I don't know if Michael Jackson is guilty as charged. From his interviews, I do know that he has an eccentric understanding of the way grown men and other people's children are supposed to interact. But that does not in itself convict him of child molestation. I know that he apparently paid someone $20 million ten years ago, in order to silence a child-molestation accusation, but that does not prove much to me. I have been a civil litigator for ten years, and I know that all-too-many baseless allegations settle for reasons unrelated to the veracity of charges. But, then again, sometimes they settle for the right reasons.
So I do not know whether Michael Jackson dunnit. And, on a much deeper level, I do not care. I do not associate with Michael Jackson; odds are I will never meet him. The chances that he would invite my pre-adolescent son to spend a night at his ranch are less-than-nil. And most important here the chances that, if invited, my son actually would spend a night at Neverland were, are, and always will be, never.
And that's the discussion the media should be having about the Michael Jackson issue. What parents would allow their child, in the aftermath of prior scandalous allegations and a mega-million-dollar out-of-court settlement, to spend private time with Michael Jackson?
And what kind of parents are the rest of us? We do not know Michael Jackson, and no one of his milieu invites our children to spend the night but ABC television does, and so does NBC, and CBS, and Fox, and the myriad cable and satellite stations. Do we know what our children are watching on television, as strangers enter our homes each night through the tube, babysitting them and spending the night with them? So many of us do not.

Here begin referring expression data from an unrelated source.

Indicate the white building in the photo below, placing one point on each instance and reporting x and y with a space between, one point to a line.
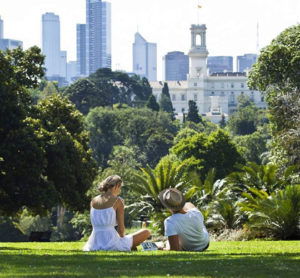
144 58
51 43
214 94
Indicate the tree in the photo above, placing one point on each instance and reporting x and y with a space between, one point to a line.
119 87
165 102
193 114
151 132
38 143
222 123
276 73
152 104
253 145
200 153
20 144
70 167
84 94
150 182
246 119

Earlier in my parenting years, as my daughters were growing up, I knew that I did not want them watching Beverly Hills 90210 or anything of that genre. By contrast, Cosby was wholesome. But what about the shows in between? The Simpsons seemed cartoonish and therefore fine until we started noticing that the story lines too often carried troubling messages. Roseanne seemed funny and family oriented, but we soon determined that her boorishness did not belong in our home. Friends seemed like a bunch of nice kids who were, well, friends. But then we saw that they were also trying to get into each other's intimate apparel.
We became censors. As Jerry Springer and Geraldo were added to the daytime schedule, along with reruns of Married with Children and so much of the network sitcom trash, that time slot also became dangerous. So we monitored. That is how we reared our children censoring television. Even Nickelodeon, which began as a television safe haven a decade ago, soon moved into "Nick at Night." Now, Roseanne is there and our son is not.

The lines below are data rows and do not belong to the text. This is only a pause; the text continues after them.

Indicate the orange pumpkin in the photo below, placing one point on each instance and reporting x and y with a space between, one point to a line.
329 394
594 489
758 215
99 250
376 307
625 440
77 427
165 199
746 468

In 1993, after law school, we drove from California to Kentucky, where I served a year's clerkship for an appeals-court judge. En route, we listened to the car radio and, for the first time, I heard the pop music to which my children were subjected. I was shocked absolutely shocked. So we moved the family to country music. Yes, country music includes lyrics about bars and drinking. But they also speak about mama and family even about God. I would rather that my pre-adolescent children sing Garth Brooks's "Unanswered Prayers" than Britney Spears's latest panting and moaning.
If TV and music censorship became part of parenting when my daughters were in grade school, I now also censor videogames for my growing son. I had no idea that the evil and trash elsewhere in our culture had permeated the joystick sanctuary. But it has. Virtually every interesting game that is not sports-based glorifies anti-social behavior: racing away from the police and shooting and murdering people. Clerks at the stores have told me that some games even depict rape. Well, not in the Gamecube at Chez Fischer, they don't.
Reasonable minds may differ on parental censorship. Not every parent would make my choices; that's fine. But if L'Affaire Jackson teaches us anything constructive if we are to draw anything from the story beyond the gossip every parent must begin by asking "How could the plaintiff's parents ever have allowed their son to spend private time alone with Jackson?" And, then after smiling smugly at how much better our parenting skills are we all must ask: "And what are we doing to ensure that other societal pollutants don't poison our children's precious minds and innocent souls?" That's where our parenting test really lies.
Rabbi Dov Fischer, a civil-litigation attorney in Los Angeles, is rabbi of the Young Israel of Calabasas.